Combien de chômeurs devra compter l'Europe avant qu'on ne prenne vraiment la mesure du drame qui se met tout doucement en place ? Car depuis 2008, leur nombre a augmenté de 10 millions !
« Il faudrait créer 6 millions d'emplois en Europe pour revenir au niveau d'emploi d'avant la crise, soit à celui du dernier trimestre de 2008 » écrit Le Parisien, citant une étude de l'Organisation internationale du travail (OIT). Le chiffre fait froid dans le dos, surtout quand on apprend que : 26 millions d'Européens étaient au chômage en février 2013, 10 millions de plus qu'en 2008.
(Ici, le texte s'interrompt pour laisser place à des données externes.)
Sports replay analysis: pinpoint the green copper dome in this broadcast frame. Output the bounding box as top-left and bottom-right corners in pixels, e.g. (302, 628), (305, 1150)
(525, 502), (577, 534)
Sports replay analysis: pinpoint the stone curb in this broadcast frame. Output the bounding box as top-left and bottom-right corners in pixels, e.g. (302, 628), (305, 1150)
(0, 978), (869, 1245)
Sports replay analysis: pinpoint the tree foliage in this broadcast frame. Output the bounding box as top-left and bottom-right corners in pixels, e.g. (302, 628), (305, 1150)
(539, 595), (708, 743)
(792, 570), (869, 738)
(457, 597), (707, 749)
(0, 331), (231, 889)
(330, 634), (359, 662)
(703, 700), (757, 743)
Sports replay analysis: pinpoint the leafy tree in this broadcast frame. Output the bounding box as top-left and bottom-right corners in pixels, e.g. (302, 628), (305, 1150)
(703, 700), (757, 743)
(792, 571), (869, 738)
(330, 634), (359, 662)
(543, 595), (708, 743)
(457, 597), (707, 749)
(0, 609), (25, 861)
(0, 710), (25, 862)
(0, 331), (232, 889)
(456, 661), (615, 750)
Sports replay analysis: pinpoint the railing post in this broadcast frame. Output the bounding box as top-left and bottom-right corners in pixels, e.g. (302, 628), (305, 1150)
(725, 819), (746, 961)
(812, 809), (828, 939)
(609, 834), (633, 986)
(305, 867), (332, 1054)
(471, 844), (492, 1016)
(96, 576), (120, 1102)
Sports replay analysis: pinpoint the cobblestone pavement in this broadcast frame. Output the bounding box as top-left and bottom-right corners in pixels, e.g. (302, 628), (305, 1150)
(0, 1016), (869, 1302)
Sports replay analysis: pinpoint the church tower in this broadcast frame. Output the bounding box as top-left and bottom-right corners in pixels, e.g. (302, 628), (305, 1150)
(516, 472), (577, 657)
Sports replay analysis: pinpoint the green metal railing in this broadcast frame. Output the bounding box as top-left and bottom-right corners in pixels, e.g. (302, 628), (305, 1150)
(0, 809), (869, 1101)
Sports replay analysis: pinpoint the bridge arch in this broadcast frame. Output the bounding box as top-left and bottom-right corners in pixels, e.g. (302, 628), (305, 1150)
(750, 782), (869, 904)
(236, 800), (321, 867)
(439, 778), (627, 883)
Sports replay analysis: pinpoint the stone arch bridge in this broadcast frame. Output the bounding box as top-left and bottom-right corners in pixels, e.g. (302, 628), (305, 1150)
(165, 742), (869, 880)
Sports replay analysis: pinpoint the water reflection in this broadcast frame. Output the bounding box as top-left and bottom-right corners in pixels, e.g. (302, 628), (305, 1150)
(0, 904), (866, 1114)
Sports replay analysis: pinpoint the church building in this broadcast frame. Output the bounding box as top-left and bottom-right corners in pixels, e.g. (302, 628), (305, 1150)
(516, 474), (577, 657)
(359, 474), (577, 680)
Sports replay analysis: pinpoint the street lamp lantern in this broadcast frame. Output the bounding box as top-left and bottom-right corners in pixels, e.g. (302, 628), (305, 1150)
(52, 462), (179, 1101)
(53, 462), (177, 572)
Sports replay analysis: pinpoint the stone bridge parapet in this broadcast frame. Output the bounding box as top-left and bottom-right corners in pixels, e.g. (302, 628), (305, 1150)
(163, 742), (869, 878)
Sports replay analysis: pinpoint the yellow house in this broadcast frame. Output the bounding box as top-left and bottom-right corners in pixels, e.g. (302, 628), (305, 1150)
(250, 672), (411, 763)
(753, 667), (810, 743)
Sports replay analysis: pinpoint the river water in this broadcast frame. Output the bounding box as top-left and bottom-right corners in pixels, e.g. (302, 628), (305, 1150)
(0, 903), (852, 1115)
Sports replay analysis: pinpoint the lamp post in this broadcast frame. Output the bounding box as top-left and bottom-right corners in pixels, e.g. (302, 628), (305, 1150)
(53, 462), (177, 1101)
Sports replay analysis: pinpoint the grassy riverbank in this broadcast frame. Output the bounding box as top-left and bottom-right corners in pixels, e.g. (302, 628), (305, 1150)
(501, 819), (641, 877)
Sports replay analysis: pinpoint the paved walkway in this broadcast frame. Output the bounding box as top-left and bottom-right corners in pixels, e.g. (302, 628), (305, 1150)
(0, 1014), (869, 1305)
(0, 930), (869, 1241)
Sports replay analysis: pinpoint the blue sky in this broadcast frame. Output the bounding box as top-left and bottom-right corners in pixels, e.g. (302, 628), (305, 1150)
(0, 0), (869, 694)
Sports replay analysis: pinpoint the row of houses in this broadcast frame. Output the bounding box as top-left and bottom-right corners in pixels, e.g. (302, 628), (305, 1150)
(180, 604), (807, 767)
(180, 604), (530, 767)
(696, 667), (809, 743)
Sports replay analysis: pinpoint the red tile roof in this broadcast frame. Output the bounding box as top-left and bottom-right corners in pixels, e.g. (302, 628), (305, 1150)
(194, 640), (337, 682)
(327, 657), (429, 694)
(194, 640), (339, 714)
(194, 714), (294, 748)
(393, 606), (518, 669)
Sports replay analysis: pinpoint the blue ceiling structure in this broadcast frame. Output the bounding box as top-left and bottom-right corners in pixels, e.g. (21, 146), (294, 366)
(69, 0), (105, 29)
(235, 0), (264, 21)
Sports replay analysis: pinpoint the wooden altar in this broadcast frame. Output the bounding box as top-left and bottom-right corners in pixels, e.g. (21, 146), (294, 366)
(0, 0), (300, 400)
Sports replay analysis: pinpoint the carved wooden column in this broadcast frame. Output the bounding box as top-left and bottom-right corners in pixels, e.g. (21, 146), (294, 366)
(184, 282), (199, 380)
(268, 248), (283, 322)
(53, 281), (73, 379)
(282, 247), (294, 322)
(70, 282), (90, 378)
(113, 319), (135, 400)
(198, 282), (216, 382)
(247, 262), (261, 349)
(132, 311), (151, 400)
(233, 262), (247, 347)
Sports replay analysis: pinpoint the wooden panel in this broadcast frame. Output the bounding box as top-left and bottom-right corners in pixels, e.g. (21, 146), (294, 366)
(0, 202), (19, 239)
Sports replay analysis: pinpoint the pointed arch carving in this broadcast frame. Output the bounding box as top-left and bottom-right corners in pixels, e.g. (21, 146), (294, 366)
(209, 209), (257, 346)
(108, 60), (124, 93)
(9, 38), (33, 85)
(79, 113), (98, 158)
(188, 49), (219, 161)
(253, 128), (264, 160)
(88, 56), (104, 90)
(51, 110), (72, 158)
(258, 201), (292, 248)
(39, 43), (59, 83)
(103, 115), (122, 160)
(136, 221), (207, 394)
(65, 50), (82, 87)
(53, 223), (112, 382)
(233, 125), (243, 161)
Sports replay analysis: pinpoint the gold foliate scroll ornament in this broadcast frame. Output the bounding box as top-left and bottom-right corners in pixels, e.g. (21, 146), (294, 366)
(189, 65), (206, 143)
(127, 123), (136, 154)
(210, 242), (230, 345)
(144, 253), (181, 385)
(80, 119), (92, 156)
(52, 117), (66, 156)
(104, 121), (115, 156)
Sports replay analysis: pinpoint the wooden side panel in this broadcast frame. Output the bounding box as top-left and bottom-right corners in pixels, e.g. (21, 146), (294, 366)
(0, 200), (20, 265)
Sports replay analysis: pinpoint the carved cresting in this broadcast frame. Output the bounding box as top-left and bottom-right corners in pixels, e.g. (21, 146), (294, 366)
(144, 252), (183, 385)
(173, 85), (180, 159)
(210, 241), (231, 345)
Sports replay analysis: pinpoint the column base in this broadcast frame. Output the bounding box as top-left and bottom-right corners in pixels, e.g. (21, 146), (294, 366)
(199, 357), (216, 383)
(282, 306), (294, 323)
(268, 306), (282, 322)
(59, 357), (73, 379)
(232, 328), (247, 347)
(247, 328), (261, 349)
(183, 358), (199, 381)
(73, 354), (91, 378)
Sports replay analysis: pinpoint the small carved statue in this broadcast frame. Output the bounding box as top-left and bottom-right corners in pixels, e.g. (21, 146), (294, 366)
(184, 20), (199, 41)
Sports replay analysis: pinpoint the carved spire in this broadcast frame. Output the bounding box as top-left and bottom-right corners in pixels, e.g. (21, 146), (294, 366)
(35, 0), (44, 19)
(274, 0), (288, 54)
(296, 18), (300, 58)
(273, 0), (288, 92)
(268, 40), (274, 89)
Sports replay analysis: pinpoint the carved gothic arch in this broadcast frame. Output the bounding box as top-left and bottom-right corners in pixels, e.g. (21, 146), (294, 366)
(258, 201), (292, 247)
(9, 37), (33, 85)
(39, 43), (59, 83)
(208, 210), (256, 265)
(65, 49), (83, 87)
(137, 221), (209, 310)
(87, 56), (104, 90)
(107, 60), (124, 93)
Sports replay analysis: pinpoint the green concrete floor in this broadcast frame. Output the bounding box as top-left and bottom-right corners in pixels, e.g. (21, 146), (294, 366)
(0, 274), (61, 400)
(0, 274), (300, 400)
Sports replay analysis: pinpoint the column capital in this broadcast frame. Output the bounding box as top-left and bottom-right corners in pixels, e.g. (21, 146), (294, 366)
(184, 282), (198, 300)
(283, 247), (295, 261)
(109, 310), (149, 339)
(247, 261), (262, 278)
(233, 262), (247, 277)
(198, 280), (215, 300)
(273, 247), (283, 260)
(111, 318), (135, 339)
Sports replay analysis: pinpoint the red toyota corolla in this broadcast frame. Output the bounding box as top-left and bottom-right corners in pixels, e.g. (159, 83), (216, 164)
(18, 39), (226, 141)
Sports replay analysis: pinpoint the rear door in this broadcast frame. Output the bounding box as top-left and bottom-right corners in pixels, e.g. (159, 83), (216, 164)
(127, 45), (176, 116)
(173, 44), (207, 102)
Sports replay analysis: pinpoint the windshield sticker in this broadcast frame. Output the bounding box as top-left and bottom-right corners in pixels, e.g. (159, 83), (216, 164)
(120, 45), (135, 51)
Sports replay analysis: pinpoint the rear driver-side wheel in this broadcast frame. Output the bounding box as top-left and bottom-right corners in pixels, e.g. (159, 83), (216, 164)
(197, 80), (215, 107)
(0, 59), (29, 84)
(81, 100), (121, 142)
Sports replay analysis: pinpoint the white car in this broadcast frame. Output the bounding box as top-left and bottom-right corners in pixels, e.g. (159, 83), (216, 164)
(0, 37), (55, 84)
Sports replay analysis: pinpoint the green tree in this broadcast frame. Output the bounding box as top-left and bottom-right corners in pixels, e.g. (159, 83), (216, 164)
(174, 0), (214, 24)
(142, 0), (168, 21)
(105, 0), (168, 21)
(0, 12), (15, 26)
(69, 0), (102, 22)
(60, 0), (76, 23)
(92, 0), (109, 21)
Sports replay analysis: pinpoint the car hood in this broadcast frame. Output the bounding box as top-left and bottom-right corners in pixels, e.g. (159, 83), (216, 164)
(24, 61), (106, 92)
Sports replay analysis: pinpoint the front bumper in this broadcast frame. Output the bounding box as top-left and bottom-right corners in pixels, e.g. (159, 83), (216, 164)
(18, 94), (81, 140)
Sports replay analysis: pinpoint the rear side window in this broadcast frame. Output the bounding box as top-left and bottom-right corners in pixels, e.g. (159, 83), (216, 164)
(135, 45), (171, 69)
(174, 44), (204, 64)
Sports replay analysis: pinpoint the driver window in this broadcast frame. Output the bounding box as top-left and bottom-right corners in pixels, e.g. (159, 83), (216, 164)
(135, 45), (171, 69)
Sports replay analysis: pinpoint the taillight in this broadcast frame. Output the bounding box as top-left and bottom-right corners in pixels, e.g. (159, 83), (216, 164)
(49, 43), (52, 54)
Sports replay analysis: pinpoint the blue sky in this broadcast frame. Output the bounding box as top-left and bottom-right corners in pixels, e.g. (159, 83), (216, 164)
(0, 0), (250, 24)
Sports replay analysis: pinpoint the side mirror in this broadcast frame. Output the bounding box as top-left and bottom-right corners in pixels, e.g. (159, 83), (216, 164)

Ces chiffres n'ont pourtant pas l'air de préoccuper outre mesure la Commission européenne qui se félicite, tout en menaçant, des nouvelles mesures d'austérité décidées par le gouvernement portugais, dont certaines avaient pourtant été retoquées par sa propre Cour constitutionnelle. D'ailleurs, la Commission européenne a été claire : «Tout écart des objectifs du plan d’aide ou leur renégociation neutraliserait les efforts déjà accomplis par les citoyens portugais ou prolongerait leurs difficultés». Ce qui va certainement réjouir les 17,6% de chômeurs locaux, et tout particulièrement aux 38,2% de jeunes de moins de 25 ans !
Ce à quoi, on pourra ajouter les fortes hausses du chômage en : Grèce (de 21,4% à 26,4% entre décembre 2011 et décembre 2012), Chypre (de 10,2% à 14,0%), Espagne (de 23,9% à 26,3%). Et si Eurostat se réjouit des « baisses les plus marquées » il n'y a pas lieu de faire la fête, lorsqu'on sait que la Lettonie est passée de 15,6% à 14,3% ou que l'Irlande de son côté après avoir connu 15,1% se situe à 14,2% !
De plus, en ce qui concerne les jeunes de moins de 25 ans, le même Eurosat indique que : « (...) En février 2013, 5,694 millions de jeunes de moins de 25 ans étaient au chômage dans l'UE27, dont 3,581 millions dans la zone euro (...) le taux de chômage des jeunes s'est élevé à 23,5% dans l’UE27 et à 23,9% dans la zone euro, contre respectivement 22,5% et 22,3% en février 2012. Les taux les plus bas en février 2013 ont été observés en Allemagne (7,7%), en Autriche (8,9%) et aux Pays-Bas (10,4%), et les plus élevés en Grèce (58,4% ), en Espagne (55,7%), au Portugal (38,2%) et en Italie (37,8%) »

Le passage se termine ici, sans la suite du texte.